PISTES :
1. 21 (8:06)
2. Memento (6:07)
3. Chinese Waters (7:12)
4. Colours Of Silence (6:49)
5. Flags Without A Heart (9:13)
6. Continental Motion (10:38)
7. Swanks (5:45)
FORMATION :
Bastiaan Peeters
(guitares)
Menno Boomsma
(batterie, flûte)
Jeroen Van der Wiel
(claviers)
Peter Kosterman
(basse)
EXTRAITS AUDIO :
ODYSSICE
"Silence"
Pays-Bas - 2010
Cyclops - 53:51
Si les Pays-Bas ne sont pas la terre native du rock progressif, ils n'en sont pas moins rapidement devenus un des principaux lieux européens de création, symbolisé par le succès international de Focus dès 1971. Le quatuor proposait alors un rock progressif d'obédience symphonique, essentiellement instrumental, ouvrant une voie que de nombreux autres groupes néerlandais emprunteront par la suite, et que les Anglais de Camel ne dédaigneront point avec leur deuxième album, Mirage (1974), et plus encore leur troisième, The Snow Goose (1975). Pourquoi ce détour par les années 70 alors qu'il s'agit ici d'explorer le nouvel album de Odyssice, Silence ? Trois raisons peuvent être avancées : Odyssice est un quatuor batave ; sa musique est exclusivement instrumentale ; Camel et le prog' symphonique constituent sa principale source d'inspiration.
Face à ce troisième disque en quatorze ans d'existence que nous proposent les Hollandais, malaise et plaisir se lient indissociablement sur toute la durée de l'écoute. Et si au final le plaisir l'emporte, haut la main d'ailleurs, c'est au prix d'un oubli radical et conscient, celui de quarante années d'histoire. Explications.
Silence ne porte pas si mal son nom. Dès le premier titre, "21", introduit par un court crescendo sur roulements de caisse claire, une véritable ferveur s'installe à la faveur de choeurs grandioses, qui réclame, impose même, le silence. C'est dans un tel état de recueillement que s'apprécieront le mieux cet album et les vagues de chaleur, ondoyantes et comme palpables, qui déferlent avec douceur depuis la guitare de Bastiaan Peeters, véritable orfèvre au feeling bouleversant. D'emblée, ce son si délicat, plein et rond, évoque Andrew Latimer, guitariste de Camel, tandis que l'utilisation du clavier en accompagnement, rythmique ou atmosphérique selon le degré d'intensité émotionnelle souhaité, renvoie au néo-progressif d'un IQ ou Pendragon. Peeters et Kosterman à la basse tissent d'habiles correspondances entre leurs lignes mélodiques, prolongent certains phrasés par leur reprise à l'octave inférieure, mettent finalement en oeuvre une complicité qui participe pleinement de la réussite de l'album tout entier.
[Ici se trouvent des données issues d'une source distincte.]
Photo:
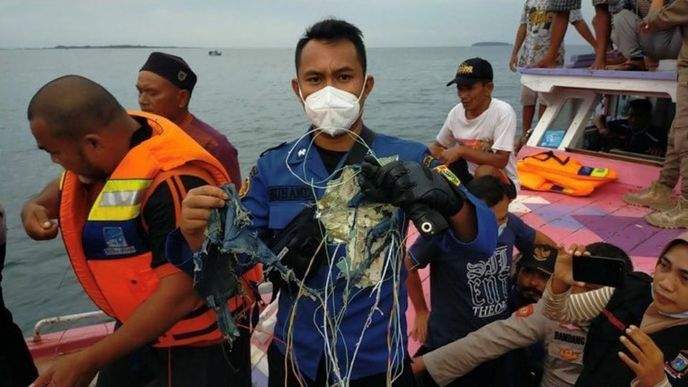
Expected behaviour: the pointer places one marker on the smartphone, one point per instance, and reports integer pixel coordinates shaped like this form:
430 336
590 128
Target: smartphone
599 270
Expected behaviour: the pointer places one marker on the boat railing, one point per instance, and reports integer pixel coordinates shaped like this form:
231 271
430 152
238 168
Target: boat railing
41 325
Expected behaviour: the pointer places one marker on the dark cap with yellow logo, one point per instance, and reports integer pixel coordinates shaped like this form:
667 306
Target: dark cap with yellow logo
471 71
172 68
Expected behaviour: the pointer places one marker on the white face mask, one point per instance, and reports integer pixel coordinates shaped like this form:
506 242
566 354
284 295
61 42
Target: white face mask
332 110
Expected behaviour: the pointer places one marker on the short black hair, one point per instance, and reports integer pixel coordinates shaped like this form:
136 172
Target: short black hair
333 30
604 249
73 106
488 188
642 108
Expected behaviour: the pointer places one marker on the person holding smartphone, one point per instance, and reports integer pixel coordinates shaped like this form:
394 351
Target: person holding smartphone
638 332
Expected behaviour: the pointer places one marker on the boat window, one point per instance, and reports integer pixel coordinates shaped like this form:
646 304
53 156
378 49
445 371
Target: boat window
557 129
629 125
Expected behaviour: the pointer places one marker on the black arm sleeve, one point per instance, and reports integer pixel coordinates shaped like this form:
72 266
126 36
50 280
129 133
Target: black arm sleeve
159 214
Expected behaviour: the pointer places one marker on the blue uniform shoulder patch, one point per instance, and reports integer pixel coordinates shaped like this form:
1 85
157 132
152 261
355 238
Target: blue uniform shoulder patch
271 149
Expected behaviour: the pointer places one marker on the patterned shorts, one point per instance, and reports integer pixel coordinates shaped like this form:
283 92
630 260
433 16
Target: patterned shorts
563 5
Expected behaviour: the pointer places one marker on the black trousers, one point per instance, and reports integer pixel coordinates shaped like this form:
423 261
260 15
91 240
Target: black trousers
277 371
16 365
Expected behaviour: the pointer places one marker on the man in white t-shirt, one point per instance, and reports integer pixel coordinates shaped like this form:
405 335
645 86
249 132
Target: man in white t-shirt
480 130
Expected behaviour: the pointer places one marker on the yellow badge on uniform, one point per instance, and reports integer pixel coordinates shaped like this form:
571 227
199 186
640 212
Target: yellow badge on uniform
525 311
448 174
244 187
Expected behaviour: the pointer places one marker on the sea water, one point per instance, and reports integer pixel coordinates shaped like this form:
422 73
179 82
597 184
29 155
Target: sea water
245 94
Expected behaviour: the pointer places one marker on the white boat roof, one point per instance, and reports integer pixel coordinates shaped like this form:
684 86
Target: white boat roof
571 94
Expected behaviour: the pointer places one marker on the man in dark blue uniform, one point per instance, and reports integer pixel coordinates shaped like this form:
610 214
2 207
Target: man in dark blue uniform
345 323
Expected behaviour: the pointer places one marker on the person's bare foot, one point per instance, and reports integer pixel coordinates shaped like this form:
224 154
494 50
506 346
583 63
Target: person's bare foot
598 65
546 62
629 65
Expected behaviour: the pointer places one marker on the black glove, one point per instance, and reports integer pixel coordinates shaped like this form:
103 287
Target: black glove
426 197
403 183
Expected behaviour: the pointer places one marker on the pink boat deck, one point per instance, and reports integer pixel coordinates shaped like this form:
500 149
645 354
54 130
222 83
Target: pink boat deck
602 216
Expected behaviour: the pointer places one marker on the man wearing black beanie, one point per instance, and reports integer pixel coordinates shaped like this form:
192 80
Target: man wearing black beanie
165 84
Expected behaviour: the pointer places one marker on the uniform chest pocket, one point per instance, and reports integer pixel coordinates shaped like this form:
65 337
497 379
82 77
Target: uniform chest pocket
281 213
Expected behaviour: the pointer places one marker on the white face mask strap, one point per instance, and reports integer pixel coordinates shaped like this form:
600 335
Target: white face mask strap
365 80
298 83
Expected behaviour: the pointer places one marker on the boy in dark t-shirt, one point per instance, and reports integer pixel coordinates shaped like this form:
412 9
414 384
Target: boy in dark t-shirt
472 290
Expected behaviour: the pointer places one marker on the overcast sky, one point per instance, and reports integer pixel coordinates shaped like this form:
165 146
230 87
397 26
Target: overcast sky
255 23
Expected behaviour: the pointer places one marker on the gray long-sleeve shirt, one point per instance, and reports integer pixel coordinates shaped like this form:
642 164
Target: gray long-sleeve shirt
564 345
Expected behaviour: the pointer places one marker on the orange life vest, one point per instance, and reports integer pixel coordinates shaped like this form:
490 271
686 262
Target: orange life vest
106 243
548 172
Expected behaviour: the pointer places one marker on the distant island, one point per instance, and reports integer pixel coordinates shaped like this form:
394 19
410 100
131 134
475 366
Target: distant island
115 46
483 44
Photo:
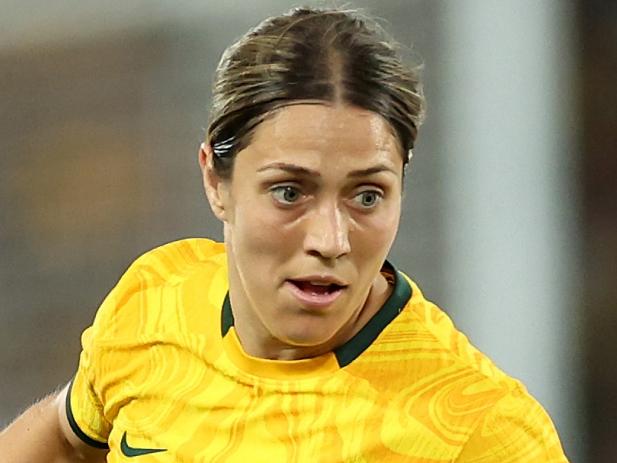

Derrière une réjouissante simplicité d'écoute, en grande partie due à la richesse mélodique de l'ensemble des morceaux et aux élégants soli de Peeters, se cache une écriture raffinée et subtile, tant au niveau des arrangements que de l'exposition des thèmes. Toujours dans "21", le thème principal est interprété dès la vingtième seconde par le bassiste, qui s'ingénie à le masquer par l'ajout de notes intermédiaires en transformant à la fois la lettre et l'esprit. Et ce n'est qu'à la fin de la quatrième minute qu'un hautbois synthétique l'expose dans toute sa poignante nudité, ne lui conférant qu'a posteriori le statut de mélodie centrale et structurante.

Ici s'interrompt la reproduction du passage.